Canada develops copper cladding for used fuel casks

21 August 2019

Nuclear Waste Management Organisation (NWMO) announced yesterday that it has designed, developed and fabricated a first-of-a-kind system to clad its used fuel containers (UFCs) with copper through an electroplating process. Oakville, Ontario-based NWMO says the copper will prevent corrosion of the steel UFCs, which will eventually be used to contain and isolate Canada’s used nuclear fuel in a deep geological repository. 

NWMO copper clad used fuel container (Image: NWMO)

The NWMO worked with an industry partner to develop the electroplating technologies. After immersing the used fuel container in the copper-based electroplating solution for about 10 days, copper cladding four to five millimetres thick forms. Although electroplating has been around for at least 100 years, NWMO says it is typically used to make copper pennies, while this is one of the first adaptations of the technology to create thick cladding.

"The Nanovate Testing System tank is purpose-built specifically to coat our used fuel containers with copper," said Derek Wilson, NWMO's chief engineer and vice-president of contract management. "Many factors - such as temperature, chemical solution and surface finish - can affect the outcome. With careful consideration of these factors, we have had success." The innovation is an opportunity for NWMO to share knowledge with used nuclear fuel organisations in other countries such as Japan, Switzerland and the UK, Wilson added.
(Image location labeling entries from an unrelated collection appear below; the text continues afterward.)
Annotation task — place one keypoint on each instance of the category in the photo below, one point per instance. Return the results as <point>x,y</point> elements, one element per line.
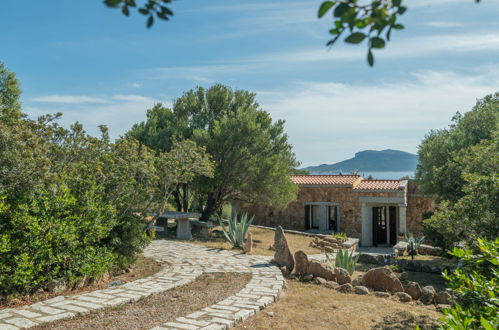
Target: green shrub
<point>476,286</point>
<point>413,244</point>
<point>235,233</point>
<point>344,259</point>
NWMO said the copper cladded used fuel container is part of its "multiple-barrier system" to ensure safety in a deep geological repository for used nuclear fuel. NWMO is implementing Canada's plan for the safe, long-term management of used nuclear fuel. Ontario Power Generation, NB Power and Hydro-Québec, which founded NWMO in 2002, fund the organisation’s operations, along with Atomic Energy of Canada Limited. NWMO operates on a not-for-profit basis and derives its mandate from the federal Nuclear Fuel Waste Act.